March 30, 2020
Roads, being mapped.
I have spent all of two weeks with a public roadmap. Some notes thus far:
- I’m at least a little bit incentivized to make things clean and legible for a (largely theoretical) audience, which has forced me to do more planning and writing out of things as opposed to just my doctor’s handwriting scrawl in GitHub Issues, where I had open tickets like “subscriber .biz bad fix”.
- It’s already growing a little overgrown; there are too many fields and metadata to be a breezy read.
- Forcing myself to have this be the single source of truth rather than a PR or Things has worked well so far, even if it means adding some stuff that makes absolutely no sense to the casual observer:
A note on the above item is that I’m growing increasingly intrigued about breaking out email validation into its own API or product as it grows more important (and gnarly/painful.) I am oddly proud of some of the architectural work, but I definitely need to take another look at all of the volume I’m sending Mailgun recently: that bill is starting to dwarf Heroku (and everything else) when I can probably do something along the lines of “if this email is from hotmail assume it’s garbage”.
Internationalization
I am thinking a lot about internationalization. More than half of Buttondown’s revenue comes from non-American users; I have gestured wildly towards internationalization being on my roadmap forever and really not seriously done anything with it, and I think it’s about time to change.

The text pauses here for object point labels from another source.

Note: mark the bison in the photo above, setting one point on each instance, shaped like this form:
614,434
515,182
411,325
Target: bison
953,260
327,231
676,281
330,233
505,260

My only experience with i18n/l10n was from my iOS days, which is perhaps why I’ve been so hesitant: it is a pain. Localizing strings is annoying to do from a code perspective and an administrative perspective. I’d limit this purely to public-facing stuff (which is to say: I wouldn’t translate anything on Buttondown’s app, just on the newsletters; localizing the subscriber experience but not the author experience), which definitely constrains the scope somewhat, but still.
I think the first two steps are to identify the cohort of relevant pages and the cohort of languages, and the latter is more or less set in stone: French, Spanish, and Italian. I have no idea what the cost breakdown will be like, which is always, uh, fun. But the impulse to avoid projects that can’t be solved with coding is one I need to break, and this is a good work in that direction.
Feinting towards resilience
I have a status page now! It’s not quite live yet; it still needs a webhook integration with Pingdom that I need to roll myself for reasons passing understanding, and I need to link to it from the main app, but it’s getting there.
(It is very wild that I have to roll my own webhook integration to just get Pingdom talking with StatusPage correctly, but the alternative is jumping my Pingdom subscription to $149/month. I’m all for spending money to save engineering labor, but…that’s a lot of money for very little labor.)
This was spurred by Heroku’s outage last week that I’ve been meaning to read about. Recently, someone asked what I would do if Mailgun went down, and, well, I didn’t have a great answer — which, I suppose, is why the header of this section is feinting towards resilience. Visibility is the first step; building out SES rails is the second step.